ÖEHV-Auswahl anfällig im Konter
Wie's geht zeigten die Letten, die in den ersten elf Minuten mit 2:0 in Führung gingen. Nachdem ein Stockfoul an Marco Pewal nicht gegeben wurde, nützte Semjonovs seine Chance im Konter mit einem Schuss zwischen die Schoner von Torhüter Reinhard Divis zum 1:0 (4.). Im Unterzahl-Spiel erhöhte Galvins auf 2:0 (11.).

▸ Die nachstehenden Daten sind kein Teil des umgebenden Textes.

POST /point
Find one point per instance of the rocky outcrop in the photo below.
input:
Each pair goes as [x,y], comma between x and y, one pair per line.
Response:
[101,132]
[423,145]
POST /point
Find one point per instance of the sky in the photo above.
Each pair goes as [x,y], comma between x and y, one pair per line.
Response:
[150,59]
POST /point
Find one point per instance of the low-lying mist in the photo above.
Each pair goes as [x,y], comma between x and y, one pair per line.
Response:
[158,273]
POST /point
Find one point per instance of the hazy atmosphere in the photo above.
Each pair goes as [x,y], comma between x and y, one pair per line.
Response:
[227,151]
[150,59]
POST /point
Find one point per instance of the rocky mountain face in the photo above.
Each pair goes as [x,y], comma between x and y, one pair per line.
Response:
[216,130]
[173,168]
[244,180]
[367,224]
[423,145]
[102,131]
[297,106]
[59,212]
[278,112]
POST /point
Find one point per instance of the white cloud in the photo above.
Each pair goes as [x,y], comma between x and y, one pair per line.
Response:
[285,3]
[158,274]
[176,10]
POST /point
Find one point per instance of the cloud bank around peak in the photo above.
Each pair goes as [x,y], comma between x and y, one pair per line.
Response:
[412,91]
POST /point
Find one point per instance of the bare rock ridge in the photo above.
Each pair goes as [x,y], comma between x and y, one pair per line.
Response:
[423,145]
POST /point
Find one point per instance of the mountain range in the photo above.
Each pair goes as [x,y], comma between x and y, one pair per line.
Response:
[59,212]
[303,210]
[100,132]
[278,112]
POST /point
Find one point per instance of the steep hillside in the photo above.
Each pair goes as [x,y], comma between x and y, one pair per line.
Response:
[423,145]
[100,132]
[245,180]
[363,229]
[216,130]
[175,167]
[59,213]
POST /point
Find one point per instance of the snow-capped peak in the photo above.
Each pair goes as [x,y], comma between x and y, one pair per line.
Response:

Insgesamt 186 Strafminuten
Im Mitteldrittel (14:6 Schüsse) drängten Setzinger und Co., konnten aber die numerische Überlegenheit nie ausnützen. Auch im Schlussabschnitt waren zunächst die Österreicher gefährlich, doch Setzinger vergab nach einem Solo ganz alleine (42.), Welser traf statt das leere Tor nur die Stange (45.). Die Letten dagegen zeigten sich im Abschluss souverän. Im Powerplay erhöhte Cipulis auf 3:0 (46.), Tamibjevs erzielte wieder im Überzahlspiel das 4:0 (49.). Im Finish wurde die Partie ruppig, es wurden insgesamt 186 Strafminuten ausgesprochen.